Bondamanjak

BTP : mêmes voyous, mêmes méthodes, de Pointe-à-Pitre à Fort-de-France

Il se passe actuellement en Guadeloupe quelque chose de très instructif.
Quelque chose que les professionnels honnêtes connaissent trop bien.
Quelque chose que les institutions font semblant de ne pas voir.

À la Fédération régionale du BTP de Guadeloupe, des entreprises locales se voient refuser l’adhésion.
Pas pour des raisons techniques.
Pas pour des manquements administratifs.
Mais parce qu’elles ne sont pas du bon cercle.

Bienvenue dans le BTP version VIP (Very Important Pourriture).

Selon plusieurs témoignages concordants (une petite centaine), aujourd’hui examinés par la justice à la suite de l’action engagée par un chef d’entreprise guadeloupéen (alias Legendre idéal), la fédération fonctionnerait comme un dispositif de filtrage mafieux :

Tu es dans le réseau, tu entres ;

Tu es indépendant, tu déranges ;

Tu contestes, tu restes dehors.

A la tête de ce système, un président tout-puissant, Jojo la Fripouille, dont la fédération semble moins défendre la profession que verrouiller l’accès au syndicat.

Le syndicat, censé représenter une profession entière, serait ainsi devenu un outil d’entre-soi, concentré entre quelques mains, verrouillant l’accès à la représentation professionnelle.

Or, quand un syndicat empêche des entreprises d’adhérer, ce n’est plus un syndicat.
C’est un instrument de domination économique.

L’affaire est désormais judiciaire.
Et c’est peut-être cela le plus grave : il faut un tribunal pour rappeler ce que signifie démocratie professionnelle.

Un tribunal pour rappeler qu’un syndicat n’est pas la propriété de son président, n’est pas une loge maçonnique, n’est pas un cercle de copains servant à capter subventions, influence et visibilité.

En théorie, un syndicat est ouvert, pluraliste, représentatif.
Hors, dans le BTP antillais, la théorie fond souvent sous le soleil.

Et en Martinique, alors ? même scénario et même casting crapuleux. 

En Martinique, le scénario est connu.
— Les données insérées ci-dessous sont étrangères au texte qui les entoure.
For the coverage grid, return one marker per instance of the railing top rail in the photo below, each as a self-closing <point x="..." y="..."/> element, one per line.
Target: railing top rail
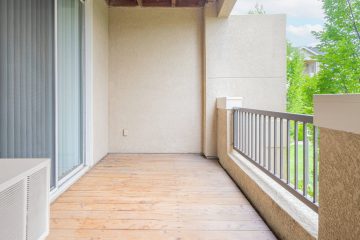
<point x="290" y="116"/>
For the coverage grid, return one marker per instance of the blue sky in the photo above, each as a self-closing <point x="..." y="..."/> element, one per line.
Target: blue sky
<point x="303" y="16"/>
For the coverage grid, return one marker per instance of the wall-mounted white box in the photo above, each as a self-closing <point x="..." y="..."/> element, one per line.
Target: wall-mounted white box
<point x="24" y="198"/>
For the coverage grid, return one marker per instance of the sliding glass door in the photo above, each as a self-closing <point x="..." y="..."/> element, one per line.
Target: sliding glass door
<point x="70" y="86"/>
<point x="41" y="83"/>
<point x="27" y="79"/>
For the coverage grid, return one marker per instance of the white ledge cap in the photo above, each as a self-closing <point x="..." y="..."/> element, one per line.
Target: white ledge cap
<point x="229" y="102"/>
<point x="338" y="112"/>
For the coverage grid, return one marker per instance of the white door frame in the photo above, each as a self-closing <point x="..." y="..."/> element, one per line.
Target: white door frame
<point x="63" y="184"/>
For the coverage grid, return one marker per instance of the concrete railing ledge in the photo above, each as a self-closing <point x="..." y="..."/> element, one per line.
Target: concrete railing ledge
<point x="338" y="117"/>
<point x="338" y="112"/>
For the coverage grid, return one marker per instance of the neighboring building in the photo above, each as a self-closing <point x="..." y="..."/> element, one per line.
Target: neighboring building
<point x="312" y="66"/>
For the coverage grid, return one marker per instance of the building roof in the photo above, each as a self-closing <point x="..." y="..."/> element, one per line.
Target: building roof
<point x="313" y="50"/>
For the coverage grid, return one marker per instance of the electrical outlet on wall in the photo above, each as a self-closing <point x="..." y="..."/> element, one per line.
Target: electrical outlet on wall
<point x="125" y="132"/>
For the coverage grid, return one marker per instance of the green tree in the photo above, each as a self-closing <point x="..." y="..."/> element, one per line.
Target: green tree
<point x="295" y="79"/>
<point x="340" y="43"/>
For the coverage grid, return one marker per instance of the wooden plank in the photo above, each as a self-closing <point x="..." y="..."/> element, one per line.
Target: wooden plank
<point x="169" y="196"/>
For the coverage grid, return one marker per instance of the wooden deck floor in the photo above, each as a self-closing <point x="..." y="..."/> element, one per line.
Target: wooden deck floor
<point x="176" y="196"/>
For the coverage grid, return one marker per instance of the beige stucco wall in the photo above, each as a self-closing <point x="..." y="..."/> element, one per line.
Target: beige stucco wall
<point x="155" y="80"/>
<point x="245" y="57"/>
<point x="100" y="79"/>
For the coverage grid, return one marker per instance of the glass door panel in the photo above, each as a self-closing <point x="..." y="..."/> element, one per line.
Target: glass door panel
<point x="27" y="79"/>
<point x="69" y="86"/>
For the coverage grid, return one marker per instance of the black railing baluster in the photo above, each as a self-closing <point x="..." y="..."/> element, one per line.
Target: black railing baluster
<point x="256" y="138"/>
<point x="275" y="145"/>
<point x="315" y="167"/>
<point x="253" y="139"/>
<point x="281" y="148"/>
<point x="288" y="152"/>
<point x="296" y="154"/>
<point x="305" y="160"/>
<point x="269" y="143"/>
<point x="251" y="135"/>
<point x="264" y="140"/>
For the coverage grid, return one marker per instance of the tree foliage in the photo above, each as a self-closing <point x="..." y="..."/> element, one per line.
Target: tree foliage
<point x="296" y="79"/>
<point x="340" y="43"/>
<point x="339" y="64"/>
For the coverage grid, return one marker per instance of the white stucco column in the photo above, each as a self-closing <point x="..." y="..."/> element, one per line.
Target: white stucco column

Le scénario est identique. Tic…Tic…Tic…TicToc.
Avec les mêmes influenceurs : Anicet, Antoine, Pactole, le Nabot et toute la clique de cobatards…

Même logique d’entre-soi et de confiscation des structures.
Même concentration du pouvoir.
Même confusion entre intérêt général et intérêts personnels.
Même peur de parler.

Les organismes dits “professionnels” deviennent des outils de contrôle, où les postes tournent toujours entre les mêmes, où les voix discordantes sont marginalisées, disqualifiées, isolées.

Gare à celui ou celle qui dénoncent.

Le BTP martiniquais attend de façon eschatologique celui qui virera toutes ces merdes à la tête d’institutions où règnent voyous en col blanc, petits arrangements, intimidations et règlements de comptes feutrés.

BTP : Brutalité, Tyrannie, Prédation.

Guadeloupe, Martinique : un même système, des méthodes similaires, un même mal.
Celui d’un secteur confisqué par des clans, au détriment des entreprises qui veulent simplement travailler, cotiser et être représentées loyalement.

Ce que révèle l’affaire guadeloupéenne n’est pas une exception.
C’est un système.

Reste à savoir si, en Martinique, la justice sera un jour invitée à regarder de près ce qui se joue derrière les façades respectables…mais juste en apparence.